In 2012 Randy
Travis wrote and recorded a song titled “Diggin’ Up Bones.” Yes, I have long
listened to that genre of music. It is what I was raised on, payed on radios at home and
jukeboxes in taverns and bars. Travis' song is about a guy grieving a relationship
which has died. Here is the link to the song on YouTube, https://www.youtube.com/watch?v=F6M2YuAVxuQ. Here are the words of the refrain,
I'm diggin' up bones, I'm diggin' up bones
Exhuming things that's better left alone
I'm resurrecting memories of a love that's dead and gone
Yeah tonight I'm sittin' alone diggin' up bones
Exhuming things that's better left alone
I'm resurrecting memories of a love that's dead and gone
Yeah tonight I'm sittin' alone diggin' up bones
One of the things I catch myself doing is "diggin’ up bones" of the church as I once thought it to be. I grieve its
loss. I think many of us do that. It doesn’t matter if we are teaching elders
(ministers), ruling elders, or members. Many of us who have a length of tenure
in the church have a tendency to dwell on former years and experiences in
the church. Today, compared to the former days, feels like a dearly held love
which has left us alone.
We walk past the rogues’ gallery of portraits
of former pastors, and sigh thinking how good things were back then. Somewhere
in a classroom or on the walls in the basement are pictures of the men’s Sunday
school class fifty plus souls strong. In a display case are the trophies from
the church league softball, volleyball or basketball championships our folks won. Our hearts
grow sad as those days have blown away like late Autumn leaves skimmering across the road, except in the memories we cling to
while hoping beyond hope for their return.

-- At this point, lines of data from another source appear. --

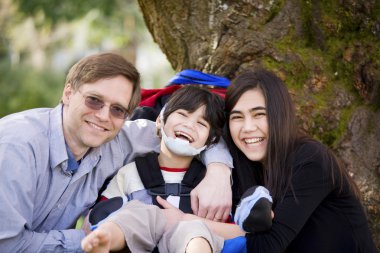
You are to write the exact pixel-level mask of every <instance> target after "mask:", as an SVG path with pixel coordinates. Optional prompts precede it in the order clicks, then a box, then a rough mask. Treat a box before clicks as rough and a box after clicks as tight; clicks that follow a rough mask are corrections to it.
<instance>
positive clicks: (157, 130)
mask: <svg viewBox="0 0 380 253" xmlns="http://www.w3.org/2000/svg"><path fill="white" fill-rule="evenodd" d="M156 134H157V136H158V137H160V138H161V118H160V116H158V117H157V119H156Z"/></svg>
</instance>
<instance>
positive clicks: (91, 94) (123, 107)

We gather in naves built for two or three hundred
or more worshipers and can still imagine seeing Aunt Minnie and Uncle Al Hoppe
where they used sit, sometimes their ghosts appear occupying the pew. But the
thirty of us who now come continue to sit in our usual places where our
families used to fill a whole eight foot pew. On Christmas and Easter we
sometimes took up a pew and a half, or had to sit on folding chairs in the
aisles. Now, we feel so damn alone. Great voids of space exist between us another
worshiper. The minister once joked that she felt the need to wear sunglasses on
Sunday during worship so as to not be blinded by the shine off the varnish of
the empty pews. That was cruel, and she didn’t need to say that.